В ранних текстах Пригова Бог, как правило, превышает человека или соразмерен ему, воплощаясь в пародийно-возвышенном облике земной государственной власти вроде Милицанера. Бог пантеистичен (он распределен в каждой сингулярной точке), тотемичен (нередко он совпадает с официальными иконами советской идеологии, ее почитаемыми символами или идолами), но самое главное, он диалогичен, с ним возможно вести серьезный или насмешливый разговор.

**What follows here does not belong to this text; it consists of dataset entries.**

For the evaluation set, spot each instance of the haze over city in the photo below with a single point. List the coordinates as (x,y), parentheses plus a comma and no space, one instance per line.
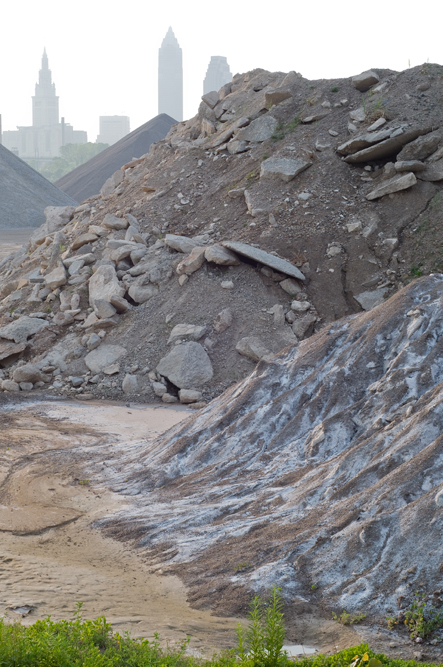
(104,56)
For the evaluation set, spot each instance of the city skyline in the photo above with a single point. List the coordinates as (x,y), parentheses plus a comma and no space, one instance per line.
(104,61)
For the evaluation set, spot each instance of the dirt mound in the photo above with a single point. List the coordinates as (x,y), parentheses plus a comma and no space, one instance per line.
(86,180)
(24,193)
(283,205)
(322,471)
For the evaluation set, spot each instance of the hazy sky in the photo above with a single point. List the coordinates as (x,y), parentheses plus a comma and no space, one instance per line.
(104,55)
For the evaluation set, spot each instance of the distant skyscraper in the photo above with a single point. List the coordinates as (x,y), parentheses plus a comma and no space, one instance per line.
(42,140)
(170,77)
(45,101)
(113,128)
(217,75)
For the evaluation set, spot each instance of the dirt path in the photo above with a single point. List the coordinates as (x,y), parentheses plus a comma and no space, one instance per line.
(51,557)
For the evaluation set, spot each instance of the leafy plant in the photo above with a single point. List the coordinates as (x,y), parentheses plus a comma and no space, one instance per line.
(348,619)
(262,643)
(422,618)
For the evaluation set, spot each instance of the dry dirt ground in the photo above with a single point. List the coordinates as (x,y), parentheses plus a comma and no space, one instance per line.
(52,556)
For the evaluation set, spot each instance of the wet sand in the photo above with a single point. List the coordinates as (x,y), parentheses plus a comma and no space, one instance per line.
(51,556)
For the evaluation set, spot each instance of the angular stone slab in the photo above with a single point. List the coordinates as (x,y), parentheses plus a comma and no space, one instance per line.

Бог пребывает внутри определенного, хотя и подвергнутого пародийной перепроверке дискурса, – дискурса власти, знания или веры.

6

На рубеже 1980 – 1990-х годов в поэтическом проекте Пригова – возможно, под влиянием смены социально-политических формаций – происходит быстрое и радикальное тематическое смещение: от свойственной соцарту игры с идеологическими штампами (или их концептуалистской редукции) к подробному описанию того, что не может быть концептуализировано, что ускользает от любых усилий по разоблачению претендующего на гегемонию властного языка. Одним из центральных персонажей-объектов приговского проекта делается не многажды тиражируемый идеологический стереотип, а нечто иное, непостижимое и запредельное. По сути, это нередуцируемый элемент реальности, «сухой остаток» идеологии, не пристегиваемый к продиктованным нормам символического порядка, то, что Жак Лакан называет «объект маленькое а» и что своим присутствием указывает на непреодолимый разрыв внутри субъективности.